SECTION SUMMARY - Acts 9 to 15
This part of the history of the Church shown in Acts falls into the following phases:
1. Saul Established (Ch.9)
2. Peter goes to the Gentiles (Ch.10)
3. Interlude (Ch.11 & 12)
4. Paul's First Missionary Journey (Ch.13 & 14)
5. Deciding Doctrine in Jerusalem (Ch.15)
As we conclude our studies in this part of Acts we should perhaps note the following things:
1. The Presence of God
Again and again in the history of the early church, it is God breaking through who brings change to circumstances. Paul being saved was a sovereign act of God. The Spirit falling on the Gentiles in Cornelius's home was a sovereign act of God. Healings at the hands of Peter were acts of God.

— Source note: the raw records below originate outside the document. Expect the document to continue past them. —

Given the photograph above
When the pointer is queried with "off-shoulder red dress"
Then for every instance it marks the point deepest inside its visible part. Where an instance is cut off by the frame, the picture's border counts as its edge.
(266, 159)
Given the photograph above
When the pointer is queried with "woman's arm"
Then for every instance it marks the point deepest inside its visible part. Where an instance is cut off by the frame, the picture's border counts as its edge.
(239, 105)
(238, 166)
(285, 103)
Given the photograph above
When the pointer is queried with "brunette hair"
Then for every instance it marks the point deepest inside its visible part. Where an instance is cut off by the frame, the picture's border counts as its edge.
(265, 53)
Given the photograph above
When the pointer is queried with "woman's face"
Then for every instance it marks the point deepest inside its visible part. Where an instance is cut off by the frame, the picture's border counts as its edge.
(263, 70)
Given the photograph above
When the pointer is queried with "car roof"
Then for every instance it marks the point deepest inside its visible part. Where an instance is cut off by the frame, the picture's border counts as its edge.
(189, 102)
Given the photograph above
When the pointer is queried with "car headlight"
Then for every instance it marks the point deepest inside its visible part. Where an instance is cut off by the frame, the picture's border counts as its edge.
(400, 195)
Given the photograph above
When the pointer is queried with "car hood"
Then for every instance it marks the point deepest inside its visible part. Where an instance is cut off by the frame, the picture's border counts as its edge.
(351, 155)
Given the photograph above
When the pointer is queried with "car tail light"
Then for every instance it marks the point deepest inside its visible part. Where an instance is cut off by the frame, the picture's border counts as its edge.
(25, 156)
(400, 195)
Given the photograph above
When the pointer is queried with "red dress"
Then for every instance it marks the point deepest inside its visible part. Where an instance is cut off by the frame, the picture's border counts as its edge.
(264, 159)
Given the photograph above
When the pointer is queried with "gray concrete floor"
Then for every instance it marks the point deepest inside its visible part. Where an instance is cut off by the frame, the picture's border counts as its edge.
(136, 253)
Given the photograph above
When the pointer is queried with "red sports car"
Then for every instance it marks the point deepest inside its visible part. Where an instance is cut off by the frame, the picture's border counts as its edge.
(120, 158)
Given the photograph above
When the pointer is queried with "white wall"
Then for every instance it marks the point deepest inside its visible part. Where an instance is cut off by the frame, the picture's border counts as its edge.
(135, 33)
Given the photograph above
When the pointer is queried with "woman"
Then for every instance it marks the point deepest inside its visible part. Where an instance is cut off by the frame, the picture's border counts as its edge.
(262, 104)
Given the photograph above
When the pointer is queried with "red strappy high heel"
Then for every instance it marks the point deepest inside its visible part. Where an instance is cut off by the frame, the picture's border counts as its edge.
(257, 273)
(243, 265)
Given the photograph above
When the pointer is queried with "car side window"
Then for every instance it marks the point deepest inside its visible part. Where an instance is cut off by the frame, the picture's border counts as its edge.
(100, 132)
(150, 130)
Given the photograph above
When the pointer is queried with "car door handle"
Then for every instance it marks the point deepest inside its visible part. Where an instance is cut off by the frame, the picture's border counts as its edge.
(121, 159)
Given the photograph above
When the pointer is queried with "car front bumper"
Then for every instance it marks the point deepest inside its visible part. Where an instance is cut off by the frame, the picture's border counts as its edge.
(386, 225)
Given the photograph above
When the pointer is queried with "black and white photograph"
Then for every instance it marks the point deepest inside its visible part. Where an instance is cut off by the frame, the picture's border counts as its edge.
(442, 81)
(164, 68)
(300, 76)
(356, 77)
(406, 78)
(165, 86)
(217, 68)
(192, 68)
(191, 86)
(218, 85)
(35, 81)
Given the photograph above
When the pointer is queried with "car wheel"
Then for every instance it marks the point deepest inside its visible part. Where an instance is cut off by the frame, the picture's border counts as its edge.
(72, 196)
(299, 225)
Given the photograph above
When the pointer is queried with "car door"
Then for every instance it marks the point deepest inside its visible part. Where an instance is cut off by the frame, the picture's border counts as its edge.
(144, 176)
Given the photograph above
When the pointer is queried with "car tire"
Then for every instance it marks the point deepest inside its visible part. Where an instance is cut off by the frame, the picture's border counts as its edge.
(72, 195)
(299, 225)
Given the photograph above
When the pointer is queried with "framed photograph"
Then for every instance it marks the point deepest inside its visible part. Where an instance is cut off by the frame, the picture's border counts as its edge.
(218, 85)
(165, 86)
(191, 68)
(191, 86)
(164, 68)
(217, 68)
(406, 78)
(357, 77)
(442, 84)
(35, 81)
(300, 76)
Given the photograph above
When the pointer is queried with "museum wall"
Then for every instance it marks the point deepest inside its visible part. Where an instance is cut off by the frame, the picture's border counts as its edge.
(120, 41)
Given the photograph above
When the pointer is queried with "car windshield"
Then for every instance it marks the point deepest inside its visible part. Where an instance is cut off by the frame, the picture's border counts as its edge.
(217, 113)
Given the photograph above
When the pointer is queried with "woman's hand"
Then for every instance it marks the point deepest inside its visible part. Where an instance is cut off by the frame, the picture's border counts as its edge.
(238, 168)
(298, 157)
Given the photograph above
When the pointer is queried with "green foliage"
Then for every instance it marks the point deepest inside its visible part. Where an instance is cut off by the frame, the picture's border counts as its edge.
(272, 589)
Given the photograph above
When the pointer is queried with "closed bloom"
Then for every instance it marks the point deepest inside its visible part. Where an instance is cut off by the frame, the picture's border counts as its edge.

Peter being released from prison was an act of God. Paul & Barnabus being sent out was an act of God. The signs and wonders done through their ministry were acts of God. Thousands of people being born again and the church being formed was an act of God. This book is all about the “Acts of God”. Is it so in the church today? Can we say that we can clearly see things happening today because it is the Lord moving?
2. Responding Disciples
The other side of the coin is the response of Jesus' followers. Saul encounters God alone but it is through Ananias' obedience that the Lord commissions him. Cornelius & Peter have visions and respond, and as a result the Spirit is poured out on Gentiles. The Spirit tells Paul & Barnabus to go, but it is their obedience that opens the way for the church to be expanded across Asia Minor .
The point to be made is simply that the Lord looks for those who will respond to His leading. Amazing things happened because these people responded to God's leading. Are we today a people who respond to the Lord's leading so that He can continue to move through us? Do we need to recommit ourselves to this obedience?
3. A Triumphant Partnership
Yes, the book of Acts is a record of the partnership between God and man. The Lord leading, men responding, and God blessing. Opposition came, the enemy sought to counter-attack, but the partnership won through and the church expanded. Again and again there were setbacks but the grace, wisdom and power of God through His men kept the church expanding. Will it be so today - through us? Do we need to recommit ourselves to this sort of growth?